NYT – The Transportation Security Administration violated the federal Privacy Act by creating a database of aviation passenger records that merged airline records with commercial data in an improper way, government auditors said Friday.

The violation did not result in the inappropriate release of personal data or wrongly prevent anyone from boarding a plane, the Government Accountability Office report said.

But it still violated the law, the report said, because the database included biographical information on 43,000 passengers from private companies, contrary to the agency's promise not to collect and store commercial data.

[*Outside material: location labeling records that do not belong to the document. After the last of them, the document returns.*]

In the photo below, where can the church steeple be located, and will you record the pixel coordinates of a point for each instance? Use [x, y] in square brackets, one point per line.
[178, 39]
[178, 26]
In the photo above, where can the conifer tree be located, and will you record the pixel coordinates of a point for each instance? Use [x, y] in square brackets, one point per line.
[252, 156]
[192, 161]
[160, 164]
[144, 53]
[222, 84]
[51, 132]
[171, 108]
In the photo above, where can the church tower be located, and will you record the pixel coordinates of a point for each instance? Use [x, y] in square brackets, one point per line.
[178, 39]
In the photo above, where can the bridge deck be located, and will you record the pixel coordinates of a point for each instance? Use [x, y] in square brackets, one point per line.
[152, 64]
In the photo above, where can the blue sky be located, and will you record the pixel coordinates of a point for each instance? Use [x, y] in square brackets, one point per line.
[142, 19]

The database was used to test a new screening system known as Secure Flight that is due to be introduced by early next year.

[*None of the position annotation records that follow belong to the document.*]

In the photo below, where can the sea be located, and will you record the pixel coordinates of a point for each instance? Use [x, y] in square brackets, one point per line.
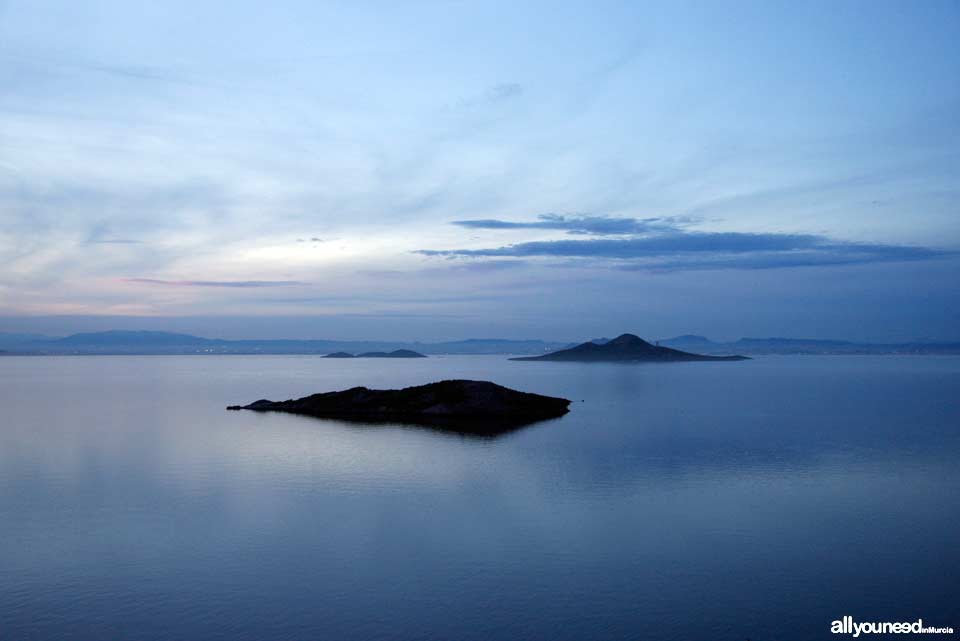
[758, 500]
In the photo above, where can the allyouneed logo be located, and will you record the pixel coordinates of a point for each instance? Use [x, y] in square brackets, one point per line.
[847, 625]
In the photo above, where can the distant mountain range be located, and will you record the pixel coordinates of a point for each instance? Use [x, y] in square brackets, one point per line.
[149, 342]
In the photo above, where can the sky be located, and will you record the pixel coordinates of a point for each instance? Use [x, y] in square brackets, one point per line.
[444, 170]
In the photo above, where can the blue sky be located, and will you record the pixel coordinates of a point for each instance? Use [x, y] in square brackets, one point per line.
[450, 169]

The agency issued a revised Privacy Act declaration to make public the way it uses the data in testing Secure Flight. Such disclosures are required by the 1974 privacy law.

Secure Flight, as planned, should enhance the government's ability to find terrorists while reducing the frequency that passengers are delayed simply because a name is similar to that of a terror suspect on the watch list.

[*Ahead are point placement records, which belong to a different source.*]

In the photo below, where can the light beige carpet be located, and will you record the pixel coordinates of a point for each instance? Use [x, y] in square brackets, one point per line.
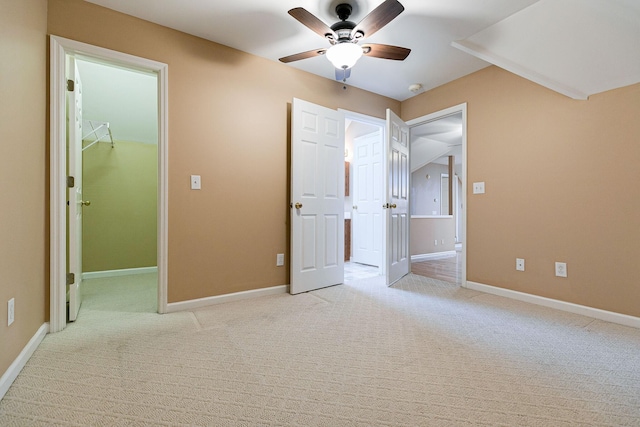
[422, 353]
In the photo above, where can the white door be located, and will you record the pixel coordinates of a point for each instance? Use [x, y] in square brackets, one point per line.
[74, 243]
[317, 197]
[368, 198]
[397, 204]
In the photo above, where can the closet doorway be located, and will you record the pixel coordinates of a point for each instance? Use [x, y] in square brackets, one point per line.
[114, 247]
[120, 181]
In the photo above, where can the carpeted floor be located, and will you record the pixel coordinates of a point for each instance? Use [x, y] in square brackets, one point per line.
[422, 353]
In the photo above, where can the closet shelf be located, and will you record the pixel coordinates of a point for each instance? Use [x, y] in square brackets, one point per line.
[97, 132]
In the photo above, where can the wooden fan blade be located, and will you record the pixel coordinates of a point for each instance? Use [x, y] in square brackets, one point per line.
[378, 18]
[316, 25]
[385, 51]
[303, 55]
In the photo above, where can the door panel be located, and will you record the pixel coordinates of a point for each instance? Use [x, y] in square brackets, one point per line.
[74, 242]
[368, 200]
[317, 192]
[398, 260]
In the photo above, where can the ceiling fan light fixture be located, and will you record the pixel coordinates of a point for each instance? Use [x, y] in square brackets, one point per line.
[344, 55]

Security agency officials did not dispute the findings, but some in Congress called them disappointing because they followed a similar privacy violation in which airlines turned over passenger data to government contractors.

"Careless missteps such as this jeopardize the public trust and D.H.S.' ability to deploy a much-needed, new system," Senator Susan Collins, Republican of Maine, wrote on Friday to Secretary Michael Chertoff of the Department of Homeland Security.
——-
We remain amazed by the concern with privacy during a war on civilians. What does it take for people to back off and let the government do its main job – namely protecting its citizens?